HCL Technologies Ltd’s shares have outperformed peers by nearly 25% in the past six months. In each of the three past quarters, the company has delivered better-than-expected profit margins, and growth that’s been ahead of some if its larger peers.
In the December quarter, revenues rose 3% in constant currency terms, aided partly by inorganic initiatives. Adjusted for these, growth would have been around 1.8% in constant currency, according to analysts, which is also ahead of peers. More importantly, operating profit margins were ahead of analysts’ expectations again.
The company expects growth of around 14% in the year till March 2017. Again, after stripping off the impact of acquisitions, growth will be fairly decent at around 9-11%, considering that industry growth is likely to end up in single digits this year.
In the last 12 months, growth has been driven by infrastructure management services, which grew 24.6% in constant currency.
In terms of verticals, manufacturing and public services have led in terms of growth. Even in the December quarter, services to these industries drove growth. Besides, the financial services vertical grew 4.5% sequentially. Like the rest of the industry, the retail, telecom and healthcare segments were weak, with revenues declining sequentially in each of these segments.

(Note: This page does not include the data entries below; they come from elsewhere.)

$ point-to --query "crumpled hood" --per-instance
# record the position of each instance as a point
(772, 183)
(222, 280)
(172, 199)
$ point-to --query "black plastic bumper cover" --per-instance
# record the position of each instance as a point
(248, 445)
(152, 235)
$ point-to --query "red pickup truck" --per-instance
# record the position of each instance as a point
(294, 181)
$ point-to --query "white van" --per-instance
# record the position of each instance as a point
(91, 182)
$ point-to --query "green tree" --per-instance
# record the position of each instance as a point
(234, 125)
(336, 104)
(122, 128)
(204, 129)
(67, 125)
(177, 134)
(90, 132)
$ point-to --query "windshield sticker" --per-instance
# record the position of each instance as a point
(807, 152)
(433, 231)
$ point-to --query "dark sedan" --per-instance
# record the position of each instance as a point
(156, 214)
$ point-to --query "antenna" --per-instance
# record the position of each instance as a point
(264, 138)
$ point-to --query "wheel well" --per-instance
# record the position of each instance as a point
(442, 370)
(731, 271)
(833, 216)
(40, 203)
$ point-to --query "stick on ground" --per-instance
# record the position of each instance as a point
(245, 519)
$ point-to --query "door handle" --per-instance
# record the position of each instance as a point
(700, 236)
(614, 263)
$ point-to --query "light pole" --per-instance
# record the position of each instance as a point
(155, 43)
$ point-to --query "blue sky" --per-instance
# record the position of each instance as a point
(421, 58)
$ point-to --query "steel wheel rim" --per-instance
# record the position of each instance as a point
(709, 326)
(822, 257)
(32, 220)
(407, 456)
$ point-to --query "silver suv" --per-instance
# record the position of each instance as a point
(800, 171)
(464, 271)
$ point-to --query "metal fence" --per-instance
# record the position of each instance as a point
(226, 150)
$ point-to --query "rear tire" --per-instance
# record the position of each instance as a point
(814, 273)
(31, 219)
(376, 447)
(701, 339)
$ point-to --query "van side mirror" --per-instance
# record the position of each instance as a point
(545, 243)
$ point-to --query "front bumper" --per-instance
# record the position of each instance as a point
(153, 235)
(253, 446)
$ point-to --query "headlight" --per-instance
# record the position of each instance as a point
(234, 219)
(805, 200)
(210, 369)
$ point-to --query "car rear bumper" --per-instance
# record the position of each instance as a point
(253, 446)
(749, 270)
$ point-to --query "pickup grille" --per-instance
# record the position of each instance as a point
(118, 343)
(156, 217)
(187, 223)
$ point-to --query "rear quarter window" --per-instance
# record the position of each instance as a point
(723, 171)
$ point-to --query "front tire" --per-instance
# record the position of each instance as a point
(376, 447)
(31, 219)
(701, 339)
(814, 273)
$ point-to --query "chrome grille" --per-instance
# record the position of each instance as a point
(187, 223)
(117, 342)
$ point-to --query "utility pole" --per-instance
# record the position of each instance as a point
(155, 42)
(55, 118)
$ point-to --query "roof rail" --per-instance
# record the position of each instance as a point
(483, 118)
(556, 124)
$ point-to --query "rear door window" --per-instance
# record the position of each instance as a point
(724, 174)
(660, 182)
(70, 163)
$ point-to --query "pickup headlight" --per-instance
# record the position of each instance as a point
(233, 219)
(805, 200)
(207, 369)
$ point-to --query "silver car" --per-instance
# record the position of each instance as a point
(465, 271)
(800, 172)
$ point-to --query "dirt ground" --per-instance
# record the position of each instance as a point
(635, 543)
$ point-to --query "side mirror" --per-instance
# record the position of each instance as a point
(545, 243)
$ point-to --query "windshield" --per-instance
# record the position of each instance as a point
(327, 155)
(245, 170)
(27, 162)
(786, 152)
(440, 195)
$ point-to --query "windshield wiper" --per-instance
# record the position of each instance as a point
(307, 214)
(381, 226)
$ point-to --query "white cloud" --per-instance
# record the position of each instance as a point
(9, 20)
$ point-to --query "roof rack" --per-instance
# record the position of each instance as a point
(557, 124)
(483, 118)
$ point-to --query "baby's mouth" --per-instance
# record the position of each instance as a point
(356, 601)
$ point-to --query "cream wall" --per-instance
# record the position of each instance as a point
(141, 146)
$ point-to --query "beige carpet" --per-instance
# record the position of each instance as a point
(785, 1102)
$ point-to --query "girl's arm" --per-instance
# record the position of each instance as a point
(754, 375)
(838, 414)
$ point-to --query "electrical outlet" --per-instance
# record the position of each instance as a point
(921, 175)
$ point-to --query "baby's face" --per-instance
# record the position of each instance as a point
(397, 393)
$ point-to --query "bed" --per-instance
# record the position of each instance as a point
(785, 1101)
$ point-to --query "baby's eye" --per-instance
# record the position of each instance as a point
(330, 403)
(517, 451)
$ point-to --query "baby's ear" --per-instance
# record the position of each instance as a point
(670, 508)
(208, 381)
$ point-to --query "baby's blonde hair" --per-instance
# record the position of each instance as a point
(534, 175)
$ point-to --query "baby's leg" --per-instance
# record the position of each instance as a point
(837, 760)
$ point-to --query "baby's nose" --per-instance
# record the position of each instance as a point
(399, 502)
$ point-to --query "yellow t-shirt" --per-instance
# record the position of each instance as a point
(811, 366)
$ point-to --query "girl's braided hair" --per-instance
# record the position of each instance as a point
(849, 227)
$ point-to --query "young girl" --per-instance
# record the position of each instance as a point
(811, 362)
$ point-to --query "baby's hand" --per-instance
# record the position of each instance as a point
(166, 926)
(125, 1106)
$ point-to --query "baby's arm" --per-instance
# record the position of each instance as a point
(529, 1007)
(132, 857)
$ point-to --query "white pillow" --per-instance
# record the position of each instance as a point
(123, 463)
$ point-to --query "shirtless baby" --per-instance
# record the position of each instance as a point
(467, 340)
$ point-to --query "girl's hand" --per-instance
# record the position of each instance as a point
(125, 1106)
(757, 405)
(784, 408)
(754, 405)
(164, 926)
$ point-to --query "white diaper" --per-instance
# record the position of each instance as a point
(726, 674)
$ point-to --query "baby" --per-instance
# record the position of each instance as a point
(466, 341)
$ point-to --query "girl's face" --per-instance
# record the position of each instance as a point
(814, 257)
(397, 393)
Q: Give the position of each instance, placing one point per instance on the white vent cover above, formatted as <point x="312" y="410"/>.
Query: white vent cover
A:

Interestingly, while Ebitda margins were expected to decline owing to an increase in wages, the company reported a 50 basis points improvement in margins instead. Ebitda stands for earnings before interest, tax, depreciation and amortisation.
Of course, it remains to be seen if the performance will sustain. Some analysts such as those at Kotak Institutional Equities seem unconvinced. They had a sell rating on the stock at the beginning of the year. Back then, HCL shares were even lower, while those of Tata Consultancy Services Ltd and Infosys Ltd were higher.
As such, HCL’s valuation gap with peers has shrunk further. Unless it maintains outperformance as far as growth goes, its investors are likely to be disappointed.